Hi Aaron !!! I'm Aaron as well and i feel your pain. I'm more than double your age but my issues began in my youth around 7 or 8 when they diagnosed me with spasticYo colon and anxiety. Anxiety has always been a major issue in my life and with IBS c or d it's like a revolving door as the IBS causes anxiety over everything at least with me from eating or not eating to going places to a general fear of no bathroom being at my disposal. Also Anxiety causes a brain-gut signal that exasperates IBS symptoms. When i was younger there was nothing besides pepto bismol and some beladonna class drugs but they only helped me for so long. Your quite lucky to be 19 in this day as there are way more options for you ( and me ) today. Go to your GI it sounds to me like a bacterial overgrowth as the burping and gas are produced by the bacteria. i am no expert but IBS based on the rome III criteria is more focused around bowel movements such as frequent diareah or constipation over "x" amount of time or chronic worry about it etc...... if diareah is a concern I would look into drugs such as diphenoxylate and atropine or loperamide and other anti spasmotics and anti diareahl's. I'm not sure what to tell you about the burping etc.... the GI will be your resource though in the interim try simithicone gas-x. As to a life lesson I have learned with IBS is to not let it control you. I have lost jobs, girlfriends, my kids gowing up etc all because of diareah. Don't let it control you, your a young man and have a full life ahead of you. Who cares crap your pants, burp all over the guy at the check out register, and freak out !!!! it doesn't matter really it doesn't to anyone but you and if you feel your missing out on life then push back and just say F**! it and do it anyway as what's the worst that going to happen ? you'll take a shower change your underwear and move foward. Oh yeah don't smoke pot anymore it's not worth all the stuff that goes with it. best of luck and pm me i you need any help.


----------



## DEUCE CLICK (Jun 20, 2012)

Hey Aaron, you posted on my story, and now I'm returning the favor. Of all the stories, yours is the most similar to mine that I have seen. Our starts were similar, as I started out with a mixture of diarrhea and constipation. After about a year or so, I weakened my body so much with diet and laxatives that I only have extreme constipation. Your story seems just like mine except you are a few years younger and have gone through shit for 2 years. I am now going on 4 and a half years of all the issues that have arisen. I know exactly how it feels--none of your friends understand, your parents are supportive but think you should just move on and deal with it. You tell people you aren't hungry and they say "go smoke pot". I did that and still had no hunger. You have extreme anxiety and fear as well as depression. It all starts from lack of digestive energy. I also smoked marijuana to cope, but I didn't have panic attacks, but I would get nervous and paranoid. I used pot to deal with my overactive mind and depression of being let down by doctor after doctor. It made me very anti social and even fearful of leaving my environment (my parent's house). Obviously you have quit now, and don't ever smoke again. Another thing that sticks out to me is how eerily similar our symptoms are. We are both very frail, can not gain any muscle, have NO appetite, bloating, decline of health, decline of happiness and lack of vitality and have had to put their social and pragmatic (school, work) life on hold. I also used to burp all the time. I, like you, was diagnosed with SIBO and given Rifaximin. At the time I took it I felt cured. My bloating went down a little, I could poop regularly with no diarrhea or constipation. I felt more energy and happiness. But this only lasted for the 2 weeks I took it. I would get a 2nd course and nothing would change. Some questions I have for you that might help. Do you also have extreme amounts of white phlegm from your throat? Especially in the shower? Do you hate being cold and/or damp? Are you always fatigued? Do you have trouble falling/staying asleep? Do you feel compulsive about your behaviors? (when to take supplments, when to eat, what to eat, etc...) Have you always had troubles gaining weight? Do you have rapid, incessant thoughts? (racing mind) Were you born premature? Do you have neck/shoulder soreness and stiffness?

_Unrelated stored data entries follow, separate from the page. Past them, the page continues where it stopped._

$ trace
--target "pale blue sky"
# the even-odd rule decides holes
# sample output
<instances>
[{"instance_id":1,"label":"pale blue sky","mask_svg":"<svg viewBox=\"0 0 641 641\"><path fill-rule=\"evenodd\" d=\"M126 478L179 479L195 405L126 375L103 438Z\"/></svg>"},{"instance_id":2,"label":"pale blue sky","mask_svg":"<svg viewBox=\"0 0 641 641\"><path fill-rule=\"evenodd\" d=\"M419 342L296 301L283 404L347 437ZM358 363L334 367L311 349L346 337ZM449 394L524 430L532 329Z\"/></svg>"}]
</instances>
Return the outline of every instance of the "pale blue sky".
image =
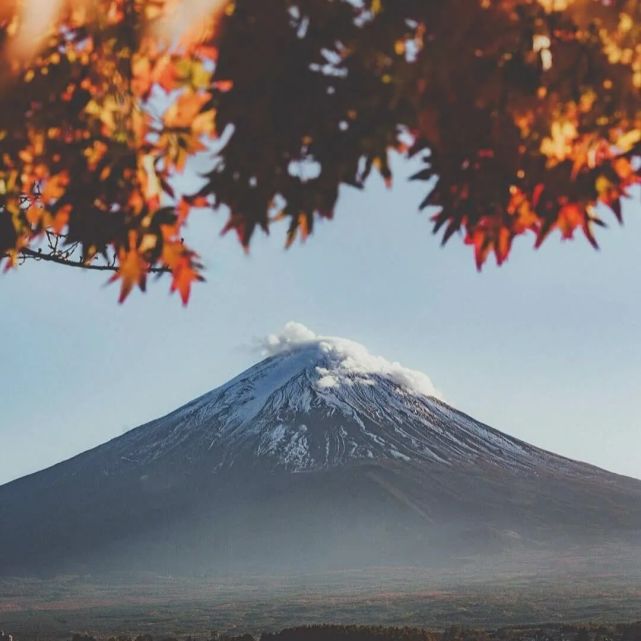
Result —
<instances>
[{"instance_id":1,"label":"pale blue sky","mask_svg":"<svg viewBox=\"0 0 641 641\"><path fill-rule=\"evenodd\" d=\"M0 483L225 382L288 320L425 371L498 429L641 478L638 204L600 233L600 252L524 239L478 274L469 247L441 249L416 213L423 189L398 176L391 191L345 190L305 246L284 251L274 230L249 257L217 237L222 215L197 215L208 282L187 309L167 282L119 306L100 273L0 276Z\"/></svg>"}]
</instances>

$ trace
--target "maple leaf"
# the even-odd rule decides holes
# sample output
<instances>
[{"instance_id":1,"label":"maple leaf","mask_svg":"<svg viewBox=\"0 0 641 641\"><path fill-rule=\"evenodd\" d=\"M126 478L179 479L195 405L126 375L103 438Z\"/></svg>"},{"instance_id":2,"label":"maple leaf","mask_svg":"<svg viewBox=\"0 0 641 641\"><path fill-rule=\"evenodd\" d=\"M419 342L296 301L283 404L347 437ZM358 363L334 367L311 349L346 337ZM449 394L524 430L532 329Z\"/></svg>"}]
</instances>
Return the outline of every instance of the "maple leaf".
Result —
<instances>
[{"instance_id":1,"label":"maple leaf","mask_svg":"<svg viewBox=\"0 0 641 641\"><path fill-rule=\"evenodd\" d=\"M556 226L561 230L561 237L568 240L574 236L577 227L585 225L585 210L577 203L568 203L559 209Z\"/></svg>"},{"instance_id":2,"label":"maple leaf","mask_svg":"<svg viewBox=\"0 0 641 641\"><path fill-rule=\"evenodd\" d=\"M201 280L203 280L203 277L195 269L192 256L185 254L180 257L172 269L171 292L177 291L180 294L183 305L187 305L192 283Z\"/></svg>"},{"instance_id":3,"label":"maple leaf","mask_svg":"<svg viewBox=\"0 0 641 641\"><path fill-rule=\"evenodd\" d=\"M118 302L123 303L131 290L137 285L145 291L149 264L140 255L135 247L135 236L130 249L122 249L118 254L118 271L109 279L109 283L120 280L120 296Z\"/></svg>"},{"instance_id":4,"label":"maple leaf","mask_svg":"<svg viewBox=\"0 0 641 641\"><path fill-rule=\"evenodd\" d=\"M477 227L468 231L465 243L474 247L476 268L481 271L492 252L496 256L497 264L503 264L510 253L512 234L499 221L486 217Z\"/></svg>"},{"instance_id":5,"label":"maple leaf","mask_svg":"<svg viewBox=\"0 0 641 641\"><path fill-rule=\"evenodd\" d=\"M209 93L186 91L165 111L163 116L165 126L178 129L191 129L194 121L196 121L196 129L198 131L206 131L208 129L207 119L197 121L197 118L200 115L203 105L207 103L210 98L211 94Z\"/></svg>"}]
</instances>

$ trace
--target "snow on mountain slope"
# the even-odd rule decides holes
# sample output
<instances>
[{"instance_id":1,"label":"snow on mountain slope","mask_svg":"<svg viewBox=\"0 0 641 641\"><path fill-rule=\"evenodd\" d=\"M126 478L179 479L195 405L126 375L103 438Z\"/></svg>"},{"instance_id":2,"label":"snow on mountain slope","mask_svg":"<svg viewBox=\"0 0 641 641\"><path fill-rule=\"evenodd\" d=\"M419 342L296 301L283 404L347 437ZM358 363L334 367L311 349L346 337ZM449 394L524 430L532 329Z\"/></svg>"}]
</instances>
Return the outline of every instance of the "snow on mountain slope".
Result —
<instances>
[{"instance_id":1,"label":"snow on mountain slope","mask_svg":"<svg viewBox=\"0 0 641 641\"><path fill-rule=\"evenodd\" d=\"M303 472L374 460L592 469L454 410L425 374L358 343L288 323L263 347L262 362L110 445L129 462L187 455L211 469L261 461Z\"/></svg>"}]
</instances>

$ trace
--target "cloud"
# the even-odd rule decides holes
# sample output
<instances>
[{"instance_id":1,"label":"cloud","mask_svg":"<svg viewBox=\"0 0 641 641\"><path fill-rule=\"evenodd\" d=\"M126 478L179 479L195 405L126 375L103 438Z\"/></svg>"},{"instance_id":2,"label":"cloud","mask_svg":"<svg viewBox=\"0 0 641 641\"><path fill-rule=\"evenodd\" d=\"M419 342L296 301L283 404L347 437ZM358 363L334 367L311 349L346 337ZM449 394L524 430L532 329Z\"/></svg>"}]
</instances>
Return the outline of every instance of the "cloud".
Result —
<instances>
[{"instance_id":1,"label":"cloud","mask_svg":"<svg viewBox=\"0 0 641 641\"><path fill-rule=\"evenodd\" d=\"M270 334L261 343L267 356L282 354L308 346L319 351L316 367L320 390L330 390L342 384L373 383L372 376L384 376L389 380L417 394L441 398L429 376L423 372L404 367L398 362L388 361L382 356L370 354L360 343L336 336L321 336L302 323L290 321L277 333Z\"/></svg>"},{"instance_id":2,"label":"cloud","mask_svg":"<svg viewBox=\"0 0 641 641\"><path fill-rule=\"evenodd\" d=\"M294 345L301 345L316 340L318 337L311 329L302 323L289 321L278 334L270 334L264 341L262 347L269 356L278 354Z\"/></svg>"}]
</instances>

I hope you get on here, because I have found a solution to my issues. I can look back 2 years and where you are is. I was 6 foot, about 120 pounds. I dropped all the way down to 96 lbs...now I'm back to 110. where I was then It won't change overnight, but in the last six weeks since receiving this treatment I am pooping on my own, I am not depressed, I have energy, my sleep cycle has normalized, I don't take any more supplements (other than natural calm and the herbs he gives me), and beyond everything else I feel hopeful and happy. My bloating is still there, but my doctor says its food passing through my digestive tract and is noticeable because I am so thin and lack muscle tone. My anxiety and racing mind is slowly easing. I still lack an appetite, but I eat every few hours and look forward to it. Also, I went about 8 hours without food and felt a sense of hunger for the first time since I can remember. I can go into more details about why this happened and why symptoms appear if you message me.

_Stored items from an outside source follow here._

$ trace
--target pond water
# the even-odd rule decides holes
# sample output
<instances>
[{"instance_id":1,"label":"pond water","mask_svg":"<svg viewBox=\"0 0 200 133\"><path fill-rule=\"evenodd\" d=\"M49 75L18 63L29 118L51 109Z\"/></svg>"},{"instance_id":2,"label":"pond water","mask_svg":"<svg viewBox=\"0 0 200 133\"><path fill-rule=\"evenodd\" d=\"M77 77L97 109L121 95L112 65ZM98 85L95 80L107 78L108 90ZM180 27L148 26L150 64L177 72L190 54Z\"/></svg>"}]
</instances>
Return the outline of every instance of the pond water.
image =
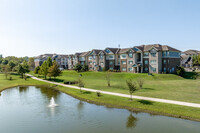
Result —
<instances>
[{"instance_id":1,"label":"pond water","mask_svg":"<svg viewBox=\"0 0 200 133\"><path fill-rule=\"evenodd\" d=\"M48 107L51 98L58 106ZM48 88L0 96L0 133L199 133L200 122L98 106Z\"/></svg>"}]
</instances>

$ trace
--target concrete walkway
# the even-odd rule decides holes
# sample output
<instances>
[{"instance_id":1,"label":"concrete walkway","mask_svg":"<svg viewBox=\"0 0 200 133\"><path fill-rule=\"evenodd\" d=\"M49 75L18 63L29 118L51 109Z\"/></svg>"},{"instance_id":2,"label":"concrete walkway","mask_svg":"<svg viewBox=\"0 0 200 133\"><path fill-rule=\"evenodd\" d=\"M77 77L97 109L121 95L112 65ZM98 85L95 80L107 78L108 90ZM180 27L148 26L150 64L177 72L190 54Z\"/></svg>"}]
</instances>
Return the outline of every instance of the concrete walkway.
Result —
<instances>
[{"instance_id":1,"label":"concrete walkway","mask_svg":"<svg viewBox=\"0 0 200 133\"><path fill-rule=\"evenodd\" d=\"M26 74L27 76L30 76L32 79L55 84L55 85L60 85L63 87L68 87L68 88L74 88L74 89L80 89L77 86L72 86L72 85L65 85L62 83L57 83L57 82L52 82L52 81L47 81L43 80L37 77L34 77L30 74ZM127 94L121 94L121 93L115 93L115 92L108 92L108 91L100 91L100 90L95 90L95 89L89 89L89 88L81 88L82 90L85 91L90 91L90 92L101 92L102 94L108 94L108 95L114 95L114 96L120 96L120 97L127 97L129 98L130 95ZM151 98L151 97L143 97L143 96L133 96L135 99L141 99L141 100L149 100L149 101L154 101L154 102L161 102L161 103L169 103L169 104L176 104L176 105L182 105L182 106L189 106L189 107L196 107L200 108L200 104L197 103L189 103L189 102L181 102L181 101L174 101L174 100L167 100L167 99L159 99L159 98Z\"/></svg>"}]
</instances>

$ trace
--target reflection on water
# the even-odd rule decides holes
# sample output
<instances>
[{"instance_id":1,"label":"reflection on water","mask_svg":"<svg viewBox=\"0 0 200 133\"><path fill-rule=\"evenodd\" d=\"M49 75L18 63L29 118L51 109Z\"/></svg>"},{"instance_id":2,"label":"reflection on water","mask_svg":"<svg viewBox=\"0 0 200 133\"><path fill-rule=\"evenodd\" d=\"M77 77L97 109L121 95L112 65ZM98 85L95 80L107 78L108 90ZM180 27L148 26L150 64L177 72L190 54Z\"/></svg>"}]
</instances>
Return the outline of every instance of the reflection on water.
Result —
<instances>
[{"instance_id":1,"label":"reflection on water","mask_svg":"<svg viewBox=\"0 0 200 133\"><path fill-rule=\"evenodd\" d=\"M134 128L137 123L137 118L133 116L132 113L127 118L126 127L127 128Z\"/></svg>"},{"instance_id":2,"label":"reflection on water","mask_svg":"<svg viewBox=\"0 0 200 133\"><path fill-rule=\"evenodd\" d=\"M51 97L59 106L48 107ZM98 106L45 87L16 87L3 91L0 96L0 133L199 131L199 122Z\"/></svg>"}]
</instances>

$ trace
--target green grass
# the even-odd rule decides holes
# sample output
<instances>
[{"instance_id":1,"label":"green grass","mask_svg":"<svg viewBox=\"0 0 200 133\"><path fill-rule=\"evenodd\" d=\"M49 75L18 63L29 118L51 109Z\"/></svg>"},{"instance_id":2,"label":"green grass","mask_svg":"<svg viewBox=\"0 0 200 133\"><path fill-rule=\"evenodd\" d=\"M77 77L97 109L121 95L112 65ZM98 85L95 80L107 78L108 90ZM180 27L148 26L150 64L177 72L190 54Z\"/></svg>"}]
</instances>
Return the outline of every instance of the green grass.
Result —
<instances>
[{"instance_id":1,"label":"green grass","mask_svg":"<svg viewBox=\"0 0 200 133\"><path fill-rule=\"evenodd\" d=\"M134 95L200 103L200 80L184 79L174 74L149 76L145 73L112 73L111 87L107 87L104 72L63 71L62 76L57 78L57 82L77 80L80 74L83 75L85 87L91 89L129 94L126 80L132 78L136 81L141 77L145 79L144 87L136 91Z\"/></svg>"},{"instance_id":2,"label":"green grass","mask_svg":"<svg viewBox=\"0 0 200 133\"><path fill-rule=\"evenodd\" d=\"M91 74L91 73L89 73ZM18 85L50 85L41 81L33 80L28 78L27 80L19 78L18 75L12 75L13 80L6 80L3 74L0 74L0 91L5 88L18 86ZM72 79L73 80L73 79ZM51 85L53 86L53 85ZM90 103L101 104L108 107L126 108L133 111L149 112L151 114L162 114L167 116L174 116L184 119L191 119L200 121L200 109L178 106L172 104L164 104L159 102L151 102L145 100L133 100L130 101L128 98L111 96L103 94L101 97L97 97L96 93L83 91L73 88L66 88L57 86L56 89L72 95L76 98L85 100Z\"/></svg>"}]
</instances>

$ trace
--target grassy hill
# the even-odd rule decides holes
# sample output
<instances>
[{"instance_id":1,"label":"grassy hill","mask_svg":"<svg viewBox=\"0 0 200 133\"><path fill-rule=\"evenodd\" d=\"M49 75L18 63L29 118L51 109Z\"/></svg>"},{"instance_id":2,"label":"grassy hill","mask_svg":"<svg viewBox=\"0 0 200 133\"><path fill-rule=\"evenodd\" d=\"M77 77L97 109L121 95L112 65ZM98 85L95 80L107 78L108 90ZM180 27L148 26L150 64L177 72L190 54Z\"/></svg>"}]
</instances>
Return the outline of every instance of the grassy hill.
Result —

I'm going to post what I sent you and others in a message below here.


----------



## DEUCE CLICK (Jun 20, 2012)

For Aaron!

Hello Everybody! Thanks for reading my story. I am 22 now! You and others that have digestive problems truly know how devastating and life changing everything can be. Sometimes the digestive issues are the least problematic, it's the mental and emotional (fear, anxiety, anger, hopelessness, envy,lack of confidence, fatigue, brain dullness) that can be the worst. But we must fight on and never give up.I have great news. I am recuperating. It will be a long process, but each week I feel better. I am starting to feel stronger as I have finally found a doctor and a mindset of thinking that works.

First of all, as hokey as this sounds, having spiritual guidance and positivenss is the most vital portion to healing, based on my experience. I was once an extremely intellectual, pragmactic atheist that thought Christians were stupid idiots. I used to wholeheardetly believe there was no God. But since learning about the realms of health I have discovered that their is indeed a God. Luckily, where I live in KC metro area, I have easy access to IHOP (no, not the restaurant).http://www.ihopkc.org/ It has a church, but where I found myself was the prayer room. I like it because there is no pressure to talk to anyone, to stand up and sing and dance. You can simply sit and immerse in God's presence. I will also tell you what made me come to Christ, though it took years of suffering for me to finally swallow my pride. I first started feeling ill in January of 2009 but I still didn't think my illness was serious at all. By Easter of 2009 I was still ill, but didn't realize how serious it was because I was an arrogant, prideful 18 year old. My parents dragged my brother and I to church on Easter and during the service the pastor exclaimed, "God is telling there is someone with digestive problems in the audience and they should come up to receive healing." Of course I thought it was BS and that my parents had told the pastor to say that. It was literally the first time we went to church in 2 years, so I thought their was a backdoor deal made. By January 2012 I was at a new low, I had dropped out of school for the 3rd or 4th time, had to quit my job, and cut off ties with most of my friends because I felt so lousy. I didn't feel like dealing with anybody. One day, I went to the aforementioned Prayer Room and the experience was amazing. I felt God's presence as soon as I sat down and then remembered that Easter of 2009. On that day, God offered me healing, and looking back on it I feel like the biggest idiot in the world for not accepting. My life would be completely different. However, being Ill has given me a definition in life I was now want to become a doctor naturopathy and oriental medicine. I feel as if that day God knew I wouldn't accept his offer, but it would eventually be all the proof I needed to become a saved Christian. It has been about 15 months since then, and I have finally found the doctor and methodology that has helped me.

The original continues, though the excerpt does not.